Charles Enderlin est journaliste et documentariste. Il a été correspondant à Jérusalem pour France 2 de 1981 à 2015. Il est l’auteur de nombreux ouvrages sur le conflit israélo-palestinien: Israël, l’agonie d’une démocratie (Le Seuil, 2023) ; Au nom du Temple : Israël et l’arrivée au pouvoir des juifs messianiques (Le Seuil, 2023) ; De notre correspondant à Jérusalem – Le journalisme comme identité (Le Seuil, 2021).

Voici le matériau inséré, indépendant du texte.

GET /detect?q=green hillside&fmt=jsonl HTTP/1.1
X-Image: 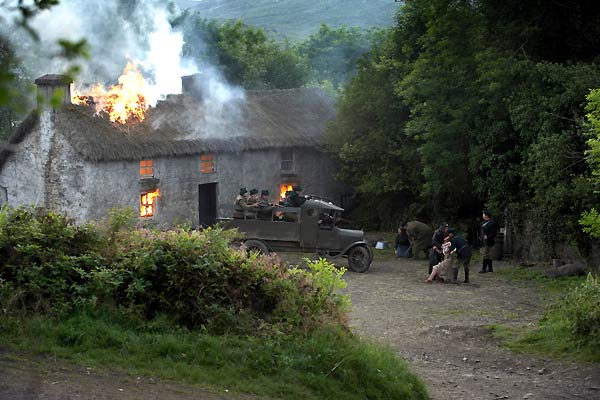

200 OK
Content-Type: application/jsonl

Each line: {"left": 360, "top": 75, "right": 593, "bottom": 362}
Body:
{"left": 176, "top": 0, "right": 402, "bottom": 40}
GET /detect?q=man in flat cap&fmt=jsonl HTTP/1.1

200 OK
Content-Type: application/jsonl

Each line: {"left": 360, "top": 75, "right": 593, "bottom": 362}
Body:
{"left": 233, "top": 187, "right": 256, "bottom": 219}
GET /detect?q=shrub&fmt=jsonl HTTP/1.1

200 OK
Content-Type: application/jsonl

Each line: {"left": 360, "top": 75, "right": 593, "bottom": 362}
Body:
{"left": 0, "top": 207, "right": 351, "bottom": 334}
{"left": 545, "top": 273, "right": 600, "bottom": 347}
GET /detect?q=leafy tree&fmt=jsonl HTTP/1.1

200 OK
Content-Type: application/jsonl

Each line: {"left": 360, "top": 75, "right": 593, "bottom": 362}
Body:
{"left": 330, "top": 0, "right": 600, "bottom": 244}
{"left": 179, "top": 16, "right": 308, "bottom": 89}
{"left": 581, "top": 89, "right": 600, "bottom": 238}
{"left": 297, "top": 24, "right": 382, "bottom": 90}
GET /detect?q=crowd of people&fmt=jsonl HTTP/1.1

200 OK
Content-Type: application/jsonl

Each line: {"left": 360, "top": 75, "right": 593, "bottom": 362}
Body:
{"left": 395, "top": 210, "right": 498, "bottom": 284}
{"left": 233, "top": 185, "right": 309, "bottom": 220}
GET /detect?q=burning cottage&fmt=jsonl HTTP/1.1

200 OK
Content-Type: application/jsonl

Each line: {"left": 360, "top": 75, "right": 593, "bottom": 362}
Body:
{"left": 0, "top": 73, "right": 350, "bottom": 227}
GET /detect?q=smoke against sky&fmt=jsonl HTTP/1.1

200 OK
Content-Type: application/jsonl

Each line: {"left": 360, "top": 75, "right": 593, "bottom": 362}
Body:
{"left": 1, "top": 0, "right": 243, "bottom": 108}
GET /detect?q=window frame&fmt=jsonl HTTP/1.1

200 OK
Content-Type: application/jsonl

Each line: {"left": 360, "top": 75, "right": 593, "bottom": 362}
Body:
{"left": 280, "top": 149, "right": 294, "bottom": 172}
{"left": 200, "top": 153, "right": 216, "bottom": 174}
{"left": 139, "top": 159, "right": 154, "bottom": 177}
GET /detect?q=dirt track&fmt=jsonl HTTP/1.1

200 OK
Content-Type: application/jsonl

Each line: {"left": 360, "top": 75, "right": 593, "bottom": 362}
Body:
{"left": 343, "top": 257, "right": 600, "bottom": 400}
{"left": 1, "top": 257, "right": 599, "bottom": 400}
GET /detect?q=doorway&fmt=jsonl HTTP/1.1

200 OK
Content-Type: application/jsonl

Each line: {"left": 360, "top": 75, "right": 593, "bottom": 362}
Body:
{"left": 198, "top": 183, "right": 217, "bottom": 227}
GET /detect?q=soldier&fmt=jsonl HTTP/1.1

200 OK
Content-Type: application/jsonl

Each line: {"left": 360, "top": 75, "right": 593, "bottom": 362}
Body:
{"left": 233, "top": 188, "right": 256, "bottom": 219}
{"left": 404, "top": 221, "right": 434, "bottom": 258}
{"left": 479, "top": 210, "right": 497, "bottom": 273}
{"left": 448, "top": 228, "right": 472, "bottom": 283}
{"left": 286, "top": 185, "right": 307, "bottom": 207}
{"left": 256, "top": 190, "right": 275, "bottom": 220}
{"left": 247, "top": 188, "right": 259, "bottom": 205}
{"left": 429, "top": 223, "right": 448, "bottom": 274}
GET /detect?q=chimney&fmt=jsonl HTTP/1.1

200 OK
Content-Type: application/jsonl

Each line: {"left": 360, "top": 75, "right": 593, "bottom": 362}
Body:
{"left": 181, "top": 73, "right": 206, "bottom": 101}
{"left": 34, "top": 74, "right": 72, "bottom": 110}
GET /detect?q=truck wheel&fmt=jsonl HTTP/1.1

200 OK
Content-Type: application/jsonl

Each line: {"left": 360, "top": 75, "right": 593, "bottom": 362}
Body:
{"left": 244, "top": 239, "right": 269, "bottom": 255}
{"left": 348, "top": 246, "right": 371, "bottom": 273}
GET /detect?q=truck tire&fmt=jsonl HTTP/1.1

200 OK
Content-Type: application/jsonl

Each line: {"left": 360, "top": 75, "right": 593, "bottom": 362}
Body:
{"left": 244, "top": 239, "right": 269, "bottom": 255}
{"left": 347, "top": 245, "right": 371, "bottom": 273}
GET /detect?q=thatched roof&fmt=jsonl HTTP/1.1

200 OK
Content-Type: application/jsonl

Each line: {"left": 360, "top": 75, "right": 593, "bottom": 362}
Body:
{"left": 0, "top": 87, "right": 336, "bottom": 164}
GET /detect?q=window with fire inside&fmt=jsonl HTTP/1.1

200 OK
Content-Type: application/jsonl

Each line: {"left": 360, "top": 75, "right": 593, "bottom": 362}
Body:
{"left": 140, "top": 189, "right": 159, "bottom": 218}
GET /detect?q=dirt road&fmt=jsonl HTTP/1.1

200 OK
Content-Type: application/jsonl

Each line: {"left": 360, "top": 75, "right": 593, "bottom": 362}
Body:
{"left": 343, "top": 258, "right": 600, "bottom": 400}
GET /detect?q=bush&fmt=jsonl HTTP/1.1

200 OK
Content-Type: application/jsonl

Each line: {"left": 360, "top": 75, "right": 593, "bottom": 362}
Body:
{"left": 545, "top": 273, "right": 600, "bottom": 347}
{"left": 0, "top": 206, "right": 351, "bottom": 334}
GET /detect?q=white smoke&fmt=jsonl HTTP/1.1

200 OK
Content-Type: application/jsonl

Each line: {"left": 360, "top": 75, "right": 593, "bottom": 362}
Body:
{"left": 1, "top": 0, "right": 242, "bottom": 107}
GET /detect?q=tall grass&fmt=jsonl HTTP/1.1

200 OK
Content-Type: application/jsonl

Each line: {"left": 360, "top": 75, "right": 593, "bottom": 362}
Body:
{"left": 491, "top": 270, "right": 599, "bottom": 362}
{"left": 0, "top": 311, "right": 428, "bottom": 400}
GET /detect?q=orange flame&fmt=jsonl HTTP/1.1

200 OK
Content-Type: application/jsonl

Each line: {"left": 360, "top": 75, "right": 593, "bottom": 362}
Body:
{"left": 72, "top": 62, "right": 148, "bottom": 124}
{"left": 140, "top": 189, "right": 160, "bottom": 217}
{"left": 280, "top": 184, "right": 294, "bottom": 199}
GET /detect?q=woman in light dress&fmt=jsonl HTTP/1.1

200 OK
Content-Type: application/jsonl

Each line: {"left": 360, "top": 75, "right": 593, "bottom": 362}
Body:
{"left": 425, "top": 235, "right": 456, "bottom": 283}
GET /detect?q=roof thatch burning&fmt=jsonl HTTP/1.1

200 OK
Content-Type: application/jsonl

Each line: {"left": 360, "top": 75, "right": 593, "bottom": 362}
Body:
{"left": 0, "top": 87, "right": 335, "bottom": 166}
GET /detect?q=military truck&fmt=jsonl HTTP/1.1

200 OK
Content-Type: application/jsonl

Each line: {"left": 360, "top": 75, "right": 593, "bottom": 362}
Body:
{"left": 221, "top": 199, "right": 373, "bottom": 272}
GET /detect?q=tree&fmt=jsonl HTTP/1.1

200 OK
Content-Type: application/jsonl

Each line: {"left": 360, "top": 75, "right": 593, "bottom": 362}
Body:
{"left": 581, "top": 89, "right": 600, "bottom": 238}
{"left": 179, "top": 16, "right": 308, "bottom": 89}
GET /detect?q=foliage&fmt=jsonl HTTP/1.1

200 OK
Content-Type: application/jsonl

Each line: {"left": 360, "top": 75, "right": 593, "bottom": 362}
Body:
{"left": 547, "top": 273, "right": 600, "bottom": 345}
{"left": 491, "top": 272, "right": 600, "bottom": 362}
{"left": 0, "top": 311, "right": 428, "bottom": 400}
{"left": 328, "top": 0, "right": 600, "bottom": 243}
{"left": 178, "top": 17, "right": 309, "bottom": 89}
{"left": 580, "top": 89, "right": 600, "bottom": 238}
{"left": 0, "top": 206, "right": 351, "bottom": 334}
{"left": 297, "top": 24, "right": 383, "bottom": 90}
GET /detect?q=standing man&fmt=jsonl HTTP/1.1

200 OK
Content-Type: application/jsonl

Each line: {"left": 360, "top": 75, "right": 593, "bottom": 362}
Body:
{"left": 404, "top": 221, "right": 434, "bottom": 259}
{"left": 479, "top": 210, "right": 497, "bottom": 273}
{"left": 448, "top": 228, "right": 472, "bottom": 283}
{"left": 429, "top": 223, "right": 448, "bottom": 274}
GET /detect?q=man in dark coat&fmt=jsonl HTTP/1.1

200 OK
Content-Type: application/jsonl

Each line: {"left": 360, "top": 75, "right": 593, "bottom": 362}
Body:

Image d’ouverture : Jeune homme palestinien envoyant des projectiles. Bande de Gaza, 2021 / Photographe: Hosny Salah

3 Commentaire(s)

  1. Heureusement qu’il reste quelques voix éclairées pour rappeler la (et à la) réalité. Exposées par Charles Enderlen, qui connaît la situation dans le temps et dans le moindre détail, les choses deviennent lumineuses. Dans le fond, même moyennement informé, d’instinct, on sait beaucoup sur le sujet. Mais il est là pour donner avec précision les clefs de lecture qu’il nous manquent. Une en particulier retient mon attention, cette coïncidence entre ce gouvernement israélien et le Hamas, (qui a sa part de responsabilité _avec son fanatisme religieux _ mais qui n’est pas un Etat constitué), sur la nécessité de l’élimination réciproque. Libre cours laissé à l’hubris, c’est un montage incroyable, d’un cynisme teinté de démence.. La jonction enfin réalisée entre ultra-orthodoxes et extrème droite. Et même, connaissant cela, on a le soutien inconditionnel à Israël, à la suite des Etats-Unis, des pays occidentaux. On en est donc là. Instrumentaliser le Hamas pour faire oublier le peuple palestinien et les démocrates israéliens. On joue une nouvelle fois allègrement avec le feu, sans aucun souci pour les populations civiles. La France, et l’Europe là dedans? Elles participent de cette lugubre farce. Comme tiède européen, mais surtout comme français un sentiment de honte m’envahit. Impossible de ne pas éprouver quelque part un sentiment de culpabilité. Nous y avons chacun notre part de responsabilité.